Hotline still making a difference
From recent statistics it is clear that the Presidential Hotline continues to make a difference to the lives of ordinary citizens, while making government more accessible.
According to the latest statistics, the hotline has an overall case resolution rate of almost 80 per cent, which is a significant milestone since its establishment in September 2009.
Since 31 January 2012, the hotline has logged a total number of 122 589 calls nationwide with the overall case resolution rate standing at 79,89 per cent. This is a major improvement since 2009, when the resolution rate was at 39 per cent.
According to the Presidency, most of the complaints are around housing, unemployment, social services, citizenship, water and electricity, law-related matters and education.
The majority of these calls are from KwaZulu-Natal, Gauteng and the Eastern Cape, which is attributed to the population size.
The Presidency attributed the success of the hotline to better coordination at the Directors-General and senior management levels of government. Also, responsiveness reports have been regularised on the agenda of the Forum of South African Directors-General and a periodic item on Cabinet's agenda.
"We are gradually making progress and living up to President Jacob Zuma's promise that citizens will have a platform to communicate with government and get the assistance they deserve," said Minister in the Presidency, Collins Chabane.

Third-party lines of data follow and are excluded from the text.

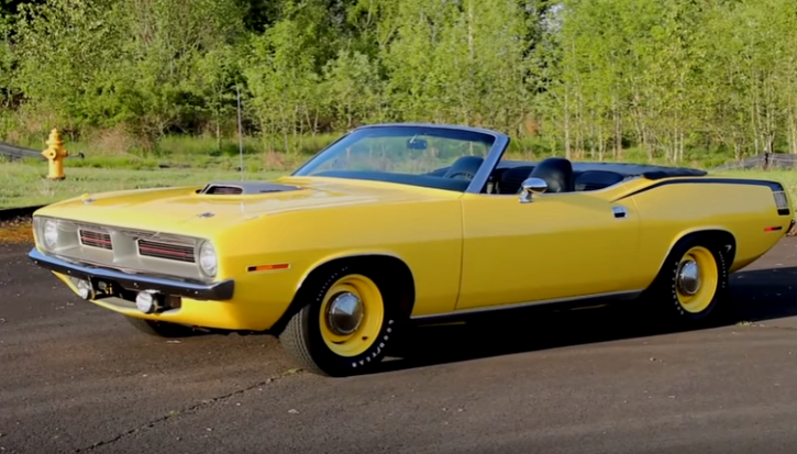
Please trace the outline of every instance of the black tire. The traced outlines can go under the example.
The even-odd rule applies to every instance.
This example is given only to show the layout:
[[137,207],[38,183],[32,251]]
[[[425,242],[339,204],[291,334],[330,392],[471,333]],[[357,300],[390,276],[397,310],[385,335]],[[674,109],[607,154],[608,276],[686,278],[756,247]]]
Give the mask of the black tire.
[[188,337],[197,335],[197,331],[182,324],[156,322],[153,320],[139,319],[128,315],[124,315],[124,318],[136,330],[158,337]]
[[[381,297],[383,318],[376,324],[378,334],[372,336],[369,342],[364,341],[364,345],[369,343],[364,352],[341,355],[324,341],[320,315],[324,301],[334,296],[333,287],[336,289],[341,279],[352,276],[364,276],[375,284]],[[302,306],[288,321],[279,335],[279,342],[297,365],[318,375],[342,377],[373,372],[384,358],[388,344],[395,342],[406,318],[400,304],[401,289],[390,277],[375,273],[373,267],[369,268],[363,263],[343,263],[320,270],[311,281],[302,286],[299,298]],[[363,320],[362,324],[365,324],[366,319]],[[355,333],[359,335],[359,329]]]
[[[643,299],[653,302],[653,313],[656,321],[675,324],[679,328],[693,328],[726,320],[730,304],[727,302],[729,264],[727,263],[724,247],[724,242],[717,241],[708,235],[694,235],[684,239],[673,247],[664,261],[658,276],[643,296]],[[682,287],[679,286],[678,274],[682,259],[687,255],[690,258],[700,257],[702,264],[699,266],[709,272],[716,266],[716,279],[701,279],[701,287],[695,294],[701,298],[695,307],[690,307],[684,301],[688,297],[685,297],[683,291],[679,290]],[[710,275],[713,276],[715,274],[710,273]],[[713,285],[711,285],[712,280],[716,280]],[[702,287],[707,283],[709,285]]]

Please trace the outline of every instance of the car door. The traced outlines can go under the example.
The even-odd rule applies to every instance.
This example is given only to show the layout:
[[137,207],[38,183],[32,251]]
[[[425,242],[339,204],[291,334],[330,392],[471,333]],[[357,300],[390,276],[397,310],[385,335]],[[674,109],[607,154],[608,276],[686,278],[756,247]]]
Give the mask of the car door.
[[635,290],[639,215],[589,192],[465,195],[457,310]]

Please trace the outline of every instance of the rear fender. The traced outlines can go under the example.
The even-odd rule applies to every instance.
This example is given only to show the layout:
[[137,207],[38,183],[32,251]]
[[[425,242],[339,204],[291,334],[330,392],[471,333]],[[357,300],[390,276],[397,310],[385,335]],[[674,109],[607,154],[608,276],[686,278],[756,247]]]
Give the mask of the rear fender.
[[[719,243],[722,247],[723,254],[726,256],[726,263],[728,264],[728,267],[730,268],[733,264],[733,258],[737,253],[737,239],[733,236],[733,234],[728,231],[728,229],[724,229],[720,225],[709,225],[709,226],[699,226],[699,228],[693,228],[693,229],[686,229],[682,231],[676,237],[673,239],[673,241],[669,243],[669,247],[667,247],[666,254],[664,254],[663,257],[661,257],[660,264],[658,264],[658,272],[656,272],[656,275],[647,283],[647,287],[650,287],[655,279],[661,275],[662,269],[664,268],[665,261],[667,257],[669,257],[669,254],[673,253],[673,250],[682,242],[690,240],[695,236],[708,236],[711,239],[712,242]],[[730,245],[730,248],[728,247]]]

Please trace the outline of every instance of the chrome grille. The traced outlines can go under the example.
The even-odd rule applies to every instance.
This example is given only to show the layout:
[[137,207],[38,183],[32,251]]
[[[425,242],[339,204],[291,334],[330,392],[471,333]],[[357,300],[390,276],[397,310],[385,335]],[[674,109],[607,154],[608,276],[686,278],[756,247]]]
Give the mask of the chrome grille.
[[192,245],[162,243],[150,240],[139,240],[139,255],[167,261],[196,262]]
[[99,247],[102,250],[113,250],[111,235],[102,232],[92,232],[90,230],[80,229],[80,244],[84,246]]

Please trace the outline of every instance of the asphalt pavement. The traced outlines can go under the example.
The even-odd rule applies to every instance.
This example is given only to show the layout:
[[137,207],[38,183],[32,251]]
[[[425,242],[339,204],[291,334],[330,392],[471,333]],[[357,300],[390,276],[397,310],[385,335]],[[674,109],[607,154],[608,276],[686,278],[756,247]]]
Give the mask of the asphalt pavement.
[[[797,453],[797,239],[733,321],[623,307],[410,333],[383,370],[297,370],[270,336],[147,336],[0,245],[0,453]],[[403,357],[400,357],[403,356]]]

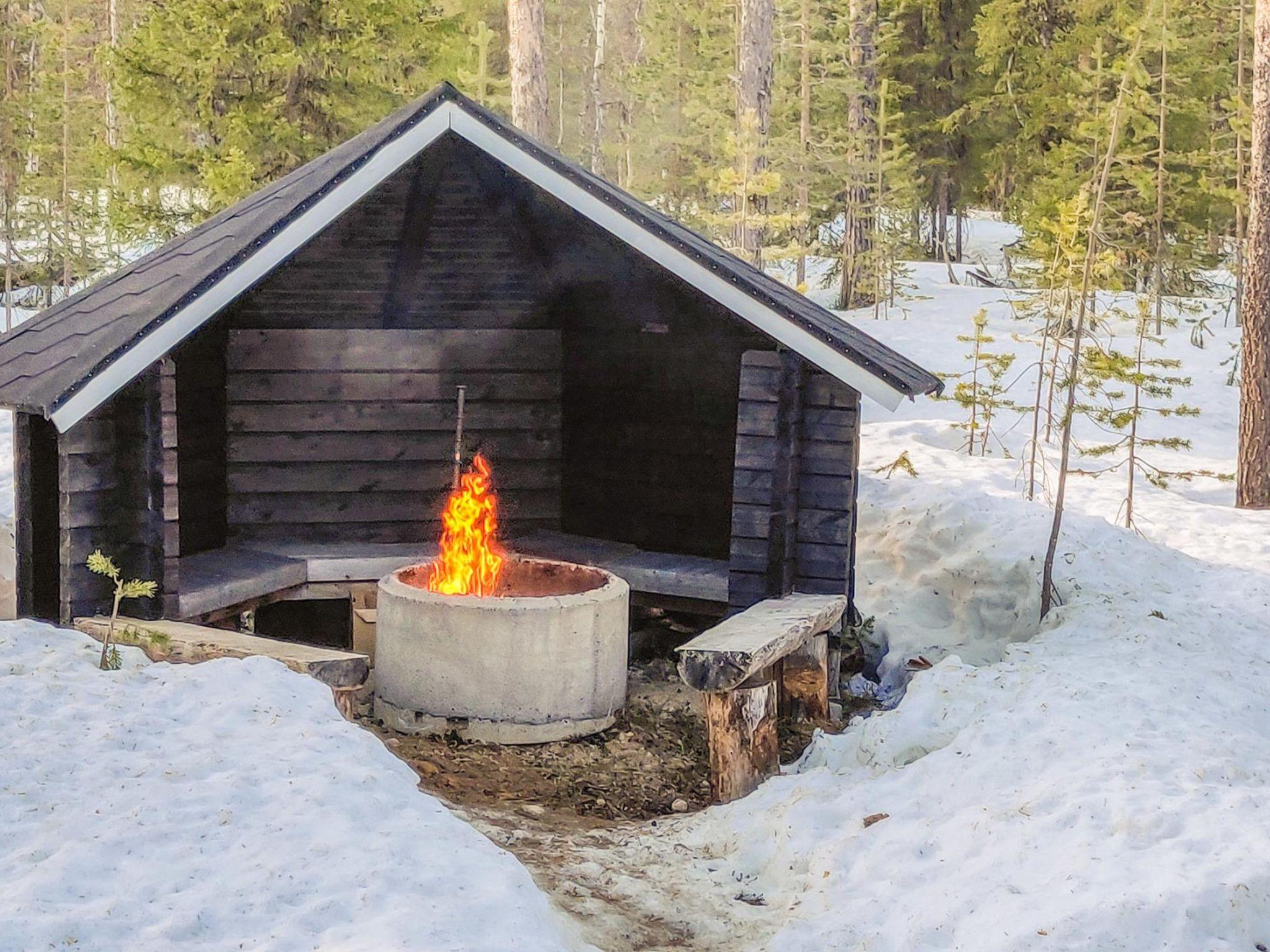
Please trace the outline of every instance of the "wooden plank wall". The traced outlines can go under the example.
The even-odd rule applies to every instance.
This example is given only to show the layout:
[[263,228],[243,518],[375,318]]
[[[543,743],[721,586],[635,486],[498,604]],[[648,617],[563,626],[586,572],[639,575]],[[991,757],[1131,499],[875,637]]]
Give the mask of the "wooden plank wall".
[[434,538],[460,383],[507,532],[559,526],[542,268],[513,199],[452,157],[438,143],[227,315],[231,538]]
[[[100,548],[128,578],[152,579],[160,597],[130,605],[159,617],[174,607],[177,579],[164,551],[161,369],[150,368],[57,440],[60,619],[109,611],[110,584],[85,567]],[[171,604],[169,604],[171,603]]]
[[[791,363],[758,350],[742,360],[732,609],[790,590],[855,595],[860,395],[815,368],[795,373]],[[785,466],[791,481],[782,484]]]
[[216,321],[174,354],[177,438],[165,466],[180,471],[177,551],[196,555],[225,545],[225,324]]
[[432,538],[458,383],[504,520],[559,524],[559,331],[232,330],[229,367],[235,537]]
[[60,617],[57,430],[14,413],[14,548],[18,617]]
[[593,283],[559,302],[564,528],[726,559],[738,371],[762,339],[629,258],[573,256]]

"As we have begun with our frontline service delivery monitoring, the hotline provides us with good data about which areas need immediate attention and we will respond."
More call centre agents
On average, it takes 67 working days to resolve a matter that has been recorded with the hotline. However, there are queries which get immediate response, such as requests for information on government services.
To ensure that the hotline operates optimally, the Presidency says it will increase the number of call agents from 20 to 30 as of June this year. This will see an increase to 15 agents per shift operating on two shifts a day.

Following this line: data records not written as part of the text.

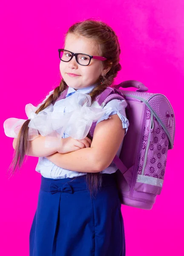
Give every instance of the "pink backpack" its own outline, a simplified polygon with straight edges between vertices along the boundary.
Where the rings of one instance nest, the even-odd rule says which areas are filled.
[[[134,87],[136,91],[120,87]],[[118,89],[117,89],[118,88]],[[95,99],[99,105],[125,99],[129,127],[119,157],[113,162],[119,197],[123,204],[151,209],[163,186],[168,149],[173,147],[175,119],[169,101],[163,94],[146,92],[148,88],[135,80],[108,87]],[[58,99],[64,99],[67,90]],[[96,122],[89,135],[92,138]]]

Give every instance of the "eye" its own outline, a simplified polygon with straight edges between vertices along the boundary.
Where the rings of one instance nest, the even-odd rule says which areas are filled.
[[[83,59],[83,61],[89,61],[89,58],[87,58],[87,57],[85,56],[83,56],[82,57],[81,57],[81,58],[84,58]]]
[[[70,55],[70,56],[67,56],[67,54],[69,54],[69,55]],[[65,55],[66,55],[66,57],[71,57],[72,56],[72,55],[70,54],[70,53],[69,53],[68,52],[66,52],[65,53]]]

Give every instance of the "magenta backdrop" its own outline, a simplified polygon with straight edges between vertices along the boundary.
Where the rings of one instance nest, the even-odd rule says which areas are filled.
[[[149,91],[164,94],[176,118],[174,149],[169,151],[163,188],[152,209],[122,206],[126,256],[183,255],[184,126],[178,98],[184,81],[183,0],[93,0],[92,5],[83,0],[6,0],[0,5],[0,254],[28,256],[41,177],[35,171],[37,158],[29,157],[9,178],[13,139],[5,136],[3,123],[9,117],[26,119],[25,105],[35,105],[58,85],[58,49],[63,33],[76,21],[95,18],[111,26],[119,39],[122,69],[116,83],[137,80]]]

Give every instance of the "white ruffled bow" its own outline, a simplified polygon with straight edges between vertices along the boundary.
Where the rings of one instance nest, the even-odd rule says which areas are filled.
[[[31,119],[28,125],[28,140],[31,140],[38,137],[39,131],[42,136],[46,137],[45,146],[49,147],[55,145],[55,143],[52,141],[52,137],[60,139],[64,132],[74,139],[85,138],[92,122],[112,110],[111,108],[103,109],[91,107],[91,96],[80,93],[74,93],[64,100],[58,101],[54,105],[51,104],[38,114],[35,113],[38,107],[31,103],[27,104],[26,113]],[[6,135],[17,138],[26,121],[14,118],[7,119],[3,124]]]

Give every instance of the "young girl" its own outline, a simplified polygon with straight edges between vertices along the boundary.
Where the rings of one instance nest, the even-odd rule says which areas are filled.
[[[121,69],[117,36],[104,23],[89,19],[76,23],[65,39],[64,50],[59,50],[63,78],[36,113],[54,105],[63,93],[66,98],[89,94],[95,102],[112,87]],[[112,111],[98,120],[91,139],[89,136],[75,140],[65,133],[57,147],[46,148],[46,138],[40,134],[28,140],[31,118],[22,125],[13,144],[14,171],[27,155],[39,157],[36,170],[41,175],[30,256],[125,255],[115,176],[118,168],[112,162],[119,155],[128,128],[126,105],[124,100],[112,99],[104,107],[111,107]]]

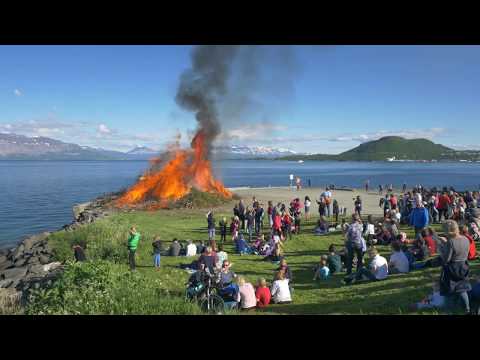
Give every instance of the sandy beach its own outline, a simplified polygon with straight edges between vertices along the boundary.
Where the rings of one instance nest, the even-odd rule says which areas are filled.
[[[354,198],[357,195],[360,195],[360,198],[363,202],[363,213],[383,216],[383,209],[378,206],[380,195],[378,191],[369,191],[365,192],[364,189],[352,189],[349,190],[334,190],[333,198],[338,201],[340,207],[347,208],[347,214],[352,214],[353,211],[353,202]],[[320,187],[311,187],[311,188],[302,188],[301,190],[292,189],[290,187],[271,187],[271,188],[232,188],[235,194],[239,195],[242,199],[246,201],[248,205],[252,203],[252,197],[255,196],[264,206],[267,205],[269,200],[273,201],[274,204],[278,202],[288,203],[292,199],[299,197],[302,202],[305,199],[305,196],[309,196],[313,202],[312,205],[312,214],[317,214],[318,207],[315,203],[315,199],[320,197],[320,194],[325,191],[325,188]],[[398,194],[398,191],[395,191]]]

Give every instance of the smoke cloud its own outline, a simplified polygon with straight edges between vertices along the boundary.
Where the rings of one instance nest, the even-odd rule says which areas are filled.
[[[299,67],[292,46],[201,45],[191,61],[175,100],[195,113],[209,153],[222,128],[270,123],[294,97]]]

The Department for Performance Monitoring and Evaluation was now using the hotline to inform its "unannounced Front Line Service Delivery Monitoring visits", the Presidency said, and had begun to engage with departments and municipalities that were often targeted by hotline complaints.
The Presidency said it was aware that there were still a number of citizens who were waiting for responses and that a lot still needed to be done to achieve a 100 per cent call resolution rate. But it was committed to ensuring that every citizen received a response.
Lost and found
The Presidency cited two examples of successful direct responses by the hotline. One relates to divorce attorney Ms Thembisile Dlamini's complaint about delays caused by constant loss of files at the Central Divorce Court in Johannesburg.
On intervention by the Presidential Hotline, the case was referred to the Department of Justice and Constitutional Development, which intervened immediately. On investigation, it was established that the particular file had been transferred to Vereeniging. The department had the file delivered to the attorney's office, and the attorney was able to proceed with the case.
Paid out in full
The second case involved Ms Thandi Joyce Toso, who had gone to the Department of Labour's offices in Gauteng to find out why she was not getting the money due to her after her husband's death. She was told that her late husband's information did not appear on their system.
On investigation, it appeared that the deceased husband was also married traditionally and had another wife. An investigator from the Unemployment Insurance Fund investigated the matter further with the assistance of the Department of Labour head office, and after the correct documents were submitted at the provincial Department of Labour office, the claim was paid out in full."